Tuesday, 16 November 2010

Prevention of Corruption (Amendment) Bill 2008: Report and Final Stages.

 

6:00 am

Photo of Alan ShatterAlan Shatter (Dublin South, Fine Gael)

The difficulty with this Bill is that the things a whistleblower could do are constrained. The Government was wrong to have adopted a policy to provide legislation in regard to whistleblowers in, as the Minister puts it, a sectoral context rather than a global context. A global piece of legislation could have been drafted which contained within it, for example, specific exceptions that might have been necessary regarding the manner in which the Garda Síochána needs to conduct investigations.

I was interested to note the Minister's reference to the 1998 Act which provided protection for those who in good faith reported child abuse. That was the first Act dealing with whistleblowers and it was introduced by me in this House as a Private Members' Bill. It remains today of particular importance in the area of child abuse. It is noteworthy that the manner in which the current Fianna Fáil-Green Government deals with Opposition Bills, such as that published today, would make it impossible to have such Bills enacted, just as Deputy Rabbitte's very excellent Bill dealing with whistleblowers has found itself lost in some sort of legislative black hole because of the Government's approach to it. The Government, which did not have the courage to vote it down, just sent it off to a committee controlled by Fianna Fáil to let it languish.

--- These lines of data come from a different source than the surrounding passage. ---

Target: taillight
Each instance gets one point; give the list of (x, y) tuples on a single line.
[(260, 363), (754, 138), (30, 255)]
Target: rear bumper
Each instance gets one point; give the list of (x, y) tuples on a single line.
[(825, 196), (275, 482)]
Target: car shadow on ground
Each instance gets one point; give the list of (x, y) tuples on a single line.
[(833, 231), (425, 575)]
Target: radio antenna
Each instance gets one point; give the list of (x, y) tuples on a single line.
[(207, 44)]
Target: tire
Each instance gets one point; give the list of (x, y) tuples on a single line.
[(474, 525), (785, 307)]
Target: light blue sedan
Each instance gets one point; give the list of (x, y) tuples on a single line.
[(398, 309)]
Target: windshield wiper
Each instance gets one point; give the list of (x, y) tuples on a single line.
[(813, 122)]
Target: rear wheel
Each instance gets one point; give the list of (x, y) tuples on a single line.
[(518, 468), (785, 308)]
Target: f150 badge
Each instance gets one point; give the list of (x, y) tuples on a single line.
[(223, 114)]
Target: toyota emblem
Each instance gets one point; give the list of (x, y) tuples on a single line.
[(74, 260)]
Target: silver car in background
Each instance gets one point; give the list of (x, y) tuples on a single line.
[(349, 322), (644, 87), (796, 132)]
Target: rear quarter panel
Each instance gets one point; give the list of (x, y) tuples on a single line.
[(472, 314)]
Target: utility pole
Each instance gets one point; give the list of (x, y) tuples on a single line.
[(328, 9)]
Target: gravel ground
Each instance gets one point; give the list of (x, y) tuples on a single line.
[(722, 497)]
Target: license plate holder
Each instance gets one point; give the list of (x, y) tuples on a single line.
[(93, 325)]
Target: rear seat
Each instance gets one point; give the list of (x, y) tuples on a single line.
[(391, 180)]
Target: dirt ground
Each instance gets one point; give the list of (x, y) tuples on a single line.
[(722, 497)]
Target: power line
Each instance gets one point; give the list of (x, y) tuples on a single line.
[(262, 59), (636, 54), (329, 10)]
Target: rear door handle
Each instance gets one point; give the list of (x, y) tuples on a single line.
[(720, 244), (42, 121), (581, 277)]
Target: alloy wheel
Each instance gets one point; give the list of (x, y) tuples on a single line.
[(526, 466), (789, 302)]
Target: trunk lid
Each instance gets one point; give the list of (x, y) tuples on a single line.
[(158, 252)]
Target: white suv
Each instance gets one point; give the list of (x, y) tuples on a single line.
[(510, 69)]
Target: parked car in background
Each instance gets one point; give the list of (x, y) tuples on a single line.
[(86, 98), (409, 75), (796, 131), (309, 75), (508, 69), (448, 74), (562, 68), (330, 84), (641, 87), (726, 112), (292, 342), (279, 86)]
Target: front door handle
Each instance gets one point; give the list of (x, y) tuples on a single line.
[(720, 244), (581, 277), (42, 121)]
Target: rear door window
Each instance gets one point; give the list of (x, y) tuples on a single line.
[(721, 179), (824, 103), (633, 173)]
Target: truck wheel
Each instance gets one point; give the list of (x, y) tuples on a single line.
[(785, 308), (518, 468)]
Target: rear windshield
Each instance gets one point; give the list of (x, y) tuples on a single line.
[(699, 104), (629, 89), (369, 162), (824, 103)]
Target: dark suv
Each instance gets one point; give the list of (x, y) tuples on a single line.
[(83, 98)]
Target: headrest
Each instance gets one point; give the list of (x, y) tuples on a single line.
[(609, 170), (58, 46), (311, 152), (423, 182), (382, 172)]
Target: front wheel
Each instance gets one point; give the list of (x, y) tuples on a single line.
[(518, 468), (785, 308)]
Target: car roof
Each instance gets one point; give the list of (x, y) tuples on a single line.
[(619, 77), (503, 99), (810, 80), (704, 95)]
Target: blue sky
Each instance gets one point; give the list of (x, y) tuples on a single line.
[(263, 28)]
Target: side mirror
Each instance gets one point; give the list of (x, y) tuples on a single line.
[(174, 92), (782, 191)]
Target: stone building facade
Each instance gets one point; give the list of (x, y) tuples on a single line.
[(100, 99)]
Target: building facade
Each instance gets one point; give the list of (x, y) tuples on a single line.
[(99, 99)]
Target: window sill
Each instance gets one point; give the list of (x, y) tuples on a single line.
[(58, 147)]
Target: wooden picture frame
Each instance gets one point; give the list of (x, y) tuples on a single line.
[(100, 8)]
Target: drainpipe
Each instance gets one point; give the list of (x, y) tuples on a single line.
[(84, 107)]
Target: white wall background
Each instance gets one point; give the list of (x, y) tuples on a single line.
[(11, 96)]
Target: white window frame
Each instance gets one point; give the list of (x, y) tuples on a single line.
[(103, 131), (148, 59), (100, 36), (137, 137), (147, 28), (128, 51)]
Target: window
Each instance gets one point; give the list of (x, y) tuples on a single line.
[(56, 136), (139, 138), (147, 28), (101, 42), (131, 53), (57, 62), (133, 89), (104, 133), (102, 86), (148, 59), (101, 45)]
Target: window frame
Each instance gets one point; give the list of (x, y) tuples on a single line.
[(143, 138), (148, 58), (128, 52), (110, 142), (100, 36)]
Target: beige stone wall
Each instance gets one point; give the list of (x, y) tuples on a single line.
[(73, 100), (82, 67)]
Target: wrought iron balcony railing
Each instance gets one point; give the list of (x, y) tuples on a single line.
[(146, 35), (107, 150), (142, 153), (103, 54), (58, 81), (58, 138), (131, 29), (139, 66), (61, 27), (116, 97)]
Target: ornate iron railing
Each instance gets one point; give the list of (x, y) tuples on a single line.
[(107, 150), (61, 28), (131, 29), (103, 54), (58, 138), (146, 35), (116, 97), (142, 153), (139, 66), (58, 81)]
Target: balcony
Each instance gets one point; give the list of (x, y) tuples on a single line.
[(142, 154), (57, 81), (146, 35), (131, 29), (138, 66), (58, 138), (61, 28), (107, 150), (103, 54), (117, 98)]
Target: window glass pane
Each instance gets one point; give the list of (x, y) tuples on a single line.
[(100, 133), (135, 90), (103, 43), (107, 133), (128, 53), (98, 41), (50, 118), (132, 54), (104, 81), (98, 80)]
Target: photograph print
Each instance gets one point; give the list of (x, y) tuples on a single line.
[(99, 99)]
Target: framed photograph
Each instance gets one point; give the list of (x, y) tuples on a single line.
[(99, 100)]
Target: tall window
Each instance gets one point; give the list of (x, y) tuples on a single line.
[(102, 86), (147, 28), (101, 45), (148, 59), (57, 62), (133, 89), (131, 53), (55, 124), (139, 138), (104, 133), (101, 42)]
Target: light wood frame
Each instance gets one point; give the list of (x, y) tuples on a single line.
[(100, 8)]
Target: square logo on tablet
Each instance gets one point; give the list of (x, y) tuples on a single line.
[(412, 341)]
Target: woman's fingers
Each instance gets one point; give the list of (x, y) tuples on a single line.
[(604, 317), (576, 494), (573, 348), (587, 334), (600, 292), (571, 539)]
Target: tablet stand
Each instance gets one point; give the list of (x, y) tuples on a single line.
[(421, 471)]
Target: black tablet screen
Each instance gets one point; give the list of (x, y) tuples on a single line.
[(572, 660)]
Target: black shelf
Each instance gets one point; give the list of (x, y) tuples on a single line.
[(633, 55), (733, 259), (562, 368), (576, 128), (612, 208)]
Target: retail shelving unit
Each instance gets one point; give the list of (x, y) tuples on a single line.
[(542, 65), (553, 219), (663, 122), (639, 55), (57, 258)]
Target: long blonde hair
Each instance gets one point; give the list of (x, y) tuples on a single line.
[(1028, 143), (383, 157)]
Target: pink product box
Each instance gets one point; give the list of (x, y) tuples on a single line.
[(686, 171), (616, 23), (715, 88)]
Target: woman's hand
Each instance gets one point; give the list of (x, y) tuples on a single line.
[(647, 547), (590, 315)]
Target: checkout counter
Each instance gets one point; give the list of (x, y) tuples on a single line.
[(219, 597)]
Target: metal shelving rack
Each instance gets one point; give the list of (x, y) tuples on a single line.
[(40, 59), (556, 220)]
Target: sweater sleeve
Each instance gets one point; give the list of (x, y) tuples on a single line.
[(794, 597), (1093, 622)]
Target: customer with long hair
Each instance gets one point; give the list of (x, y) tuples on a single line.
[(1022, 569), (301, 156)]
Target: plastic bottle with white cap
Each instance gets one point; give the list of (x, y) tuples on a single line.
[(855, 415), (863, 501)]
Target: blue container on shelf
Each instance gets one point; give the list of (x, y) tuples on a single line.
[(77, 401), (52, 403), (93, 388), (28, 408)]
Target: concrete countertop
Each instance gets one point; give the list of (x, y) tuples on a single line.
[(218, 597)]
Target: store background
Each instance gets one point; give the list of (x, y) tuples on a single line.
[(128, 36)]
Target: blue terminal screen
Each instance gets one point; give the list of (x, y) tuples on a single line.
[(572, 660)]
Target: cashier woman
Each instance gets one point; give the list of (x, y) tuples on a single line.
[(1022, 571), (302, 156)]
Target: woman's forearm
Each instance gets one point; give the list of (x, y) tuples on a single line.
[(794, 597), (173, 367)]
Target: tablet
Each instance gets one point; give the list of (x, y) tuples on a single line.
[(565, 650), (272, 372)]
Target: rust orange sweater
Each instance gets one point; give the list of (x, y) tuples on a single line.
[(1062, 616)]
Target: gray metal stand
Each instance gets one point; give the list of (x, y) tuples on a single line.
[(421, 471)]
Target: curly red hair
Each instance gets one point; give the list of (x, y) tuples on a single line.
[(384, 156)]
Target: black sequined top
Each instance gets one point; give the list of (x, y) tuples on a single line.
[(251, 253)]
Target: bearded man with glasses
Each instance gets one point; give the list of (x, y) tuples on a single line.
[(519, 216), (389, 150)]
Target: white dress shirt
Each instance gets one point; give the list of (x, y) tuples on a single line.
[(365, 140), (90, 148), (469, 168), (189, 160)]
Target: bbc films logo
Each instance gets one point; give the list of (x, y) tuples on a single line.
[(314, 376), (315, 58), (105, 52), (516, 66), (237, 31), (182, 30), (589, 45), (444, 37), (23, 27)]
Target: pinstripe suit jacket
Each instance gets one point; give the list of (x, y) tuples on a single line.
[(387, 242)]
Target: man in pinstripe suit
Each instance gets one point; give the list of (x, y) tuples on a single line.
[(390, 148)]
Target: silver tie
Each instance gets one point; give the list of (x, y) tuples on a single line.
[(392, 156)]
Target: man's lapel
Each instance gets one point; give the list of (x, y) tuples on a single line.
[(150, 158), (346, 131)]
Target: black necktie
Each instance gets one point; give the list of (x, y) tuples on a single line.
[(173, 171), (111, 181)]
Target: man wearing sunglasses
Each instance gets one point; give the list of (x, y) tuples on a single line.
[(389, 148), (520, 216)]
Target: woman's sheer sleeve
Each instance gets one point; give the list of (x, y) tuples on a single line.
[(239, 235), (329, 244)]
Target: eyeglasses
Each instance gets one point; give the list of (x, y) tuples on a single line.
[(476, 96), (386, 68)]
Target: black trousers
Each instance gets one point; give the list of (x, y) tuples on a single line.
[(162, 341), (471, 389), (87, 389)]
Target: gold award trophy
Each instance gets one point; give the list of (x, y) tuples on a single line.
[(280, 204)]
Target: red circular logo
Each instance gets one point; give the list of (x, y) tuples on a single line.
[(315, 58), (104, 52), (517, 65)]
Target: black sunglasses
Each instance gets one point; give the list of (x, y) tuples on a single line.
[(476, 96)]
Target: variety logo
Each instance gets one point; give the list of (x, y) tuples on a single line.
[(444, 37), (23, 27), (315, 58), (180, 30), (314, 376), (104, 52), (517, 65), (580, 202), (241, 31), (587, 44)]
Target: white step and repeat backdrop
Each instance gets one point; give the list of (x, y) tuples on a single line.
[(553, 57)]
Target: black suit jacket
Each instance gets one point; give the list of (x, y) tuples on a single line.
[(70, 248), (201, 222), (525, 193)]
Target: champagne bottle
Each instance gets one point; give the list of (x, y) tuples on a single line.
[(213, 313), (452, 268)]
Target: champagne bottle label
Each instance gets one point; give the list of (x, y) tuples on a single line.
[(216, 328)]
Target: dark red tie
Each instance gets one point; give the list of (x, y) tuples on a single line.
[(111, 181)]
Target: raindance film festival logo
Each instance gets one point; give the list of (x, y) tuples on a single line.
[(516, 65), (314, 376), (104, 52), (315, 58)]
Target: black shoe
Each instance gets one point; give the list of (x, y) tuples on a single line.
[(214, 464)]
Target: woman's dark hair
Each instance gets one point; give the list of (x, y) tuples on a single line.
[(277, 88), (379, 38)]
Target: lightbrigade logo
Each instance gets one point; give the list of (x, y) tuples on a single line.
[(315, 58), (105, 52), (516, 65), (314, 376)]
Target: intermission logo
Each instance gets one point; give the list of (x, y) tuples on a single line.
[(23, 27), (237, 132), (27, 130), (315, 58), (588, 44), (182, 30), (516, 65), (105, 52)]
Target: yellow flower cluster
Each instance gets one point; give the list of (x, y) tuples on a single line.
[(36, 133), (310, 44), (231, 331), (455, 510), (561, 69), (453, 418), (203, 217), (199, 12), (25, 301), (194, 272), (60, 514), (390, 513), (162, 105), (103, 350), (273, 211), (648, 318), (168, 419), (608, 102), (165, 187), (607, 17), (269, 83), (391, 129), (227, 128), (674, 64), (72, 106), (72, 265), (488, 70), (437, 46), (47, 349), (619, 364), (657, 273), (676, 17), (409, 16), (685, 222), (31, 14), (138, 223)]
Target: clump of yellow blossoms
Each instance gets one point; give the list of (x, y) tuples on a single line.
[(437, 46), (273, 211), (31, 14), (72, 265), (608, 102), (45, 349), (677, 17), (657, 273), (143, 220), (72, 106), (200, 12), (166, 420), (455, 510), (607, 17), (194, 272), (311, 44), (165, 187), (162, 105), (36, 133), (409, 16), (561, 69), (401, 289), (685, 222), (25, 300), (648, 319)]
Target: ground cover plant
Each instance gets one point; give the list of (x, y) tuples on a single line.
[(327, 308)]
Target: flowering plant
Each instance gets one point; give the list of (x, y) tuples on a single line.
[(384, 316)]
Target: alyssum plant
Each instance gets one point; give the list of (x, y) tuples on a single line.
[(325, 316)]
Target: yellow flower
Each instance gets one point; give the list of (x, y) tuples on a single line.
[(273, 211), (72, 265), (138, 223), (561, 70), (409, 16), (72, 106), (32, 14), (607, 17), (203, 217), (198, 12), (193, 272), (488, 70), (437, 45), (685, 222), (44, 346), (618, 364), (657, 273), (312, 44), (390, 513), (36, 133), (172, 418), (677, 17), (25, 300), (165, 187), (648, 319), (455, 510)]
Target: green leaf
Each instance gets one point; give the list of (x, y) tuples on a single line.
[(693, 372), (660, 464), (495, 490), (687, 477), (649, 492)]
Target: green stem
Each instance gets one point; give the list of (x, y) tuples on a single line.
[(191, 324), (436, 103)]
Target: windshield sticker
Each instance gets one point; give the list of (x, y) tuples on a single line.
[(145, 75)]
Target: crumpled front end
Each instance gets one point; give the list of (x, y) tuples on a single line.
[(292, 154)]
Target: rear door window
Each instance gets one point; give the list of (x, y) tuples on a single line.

I want to make one point only. Among the issues the amendment I have tabled covers is to allow someone to act as a whistleblower where the person is aware of "conduct which has led, is leading or is likely to lead to a misuse or substantial waste of public funds". That conduct may not be corruption within the narrow confines of the criminal law as is defined in our corruption Acts but it is conduct that has been all too prevalent and has cost this State a huge amount.

For example, if someone in FÁS had blown the whistle a long time ago, how much money would have been saved for the taxpayer? One can argue whether what happened in FÁS was corruption in a criminal context or simply mismanagement and maladministration. However, if there is substantial maladministration within a public body where hundreds of thousands of euro of taxpayers' money is disappearing down the toilet, an employee of that body should be able to blow the whistle, know their job is protected and instigate by their conduct an appropriate investigation and accountability for the loss.

What the Minister will vote against today is allowing for whistleblowing in that type of circumstance. The sectoral approach has proved to be grossly and totally inadequate with every new revelation of misuse of funds by State agencies and bodies that is discovered and addressed within the Committee of Public Accounts or by the Comptroller and Auditor General. We need a better and more rigorous law in this area.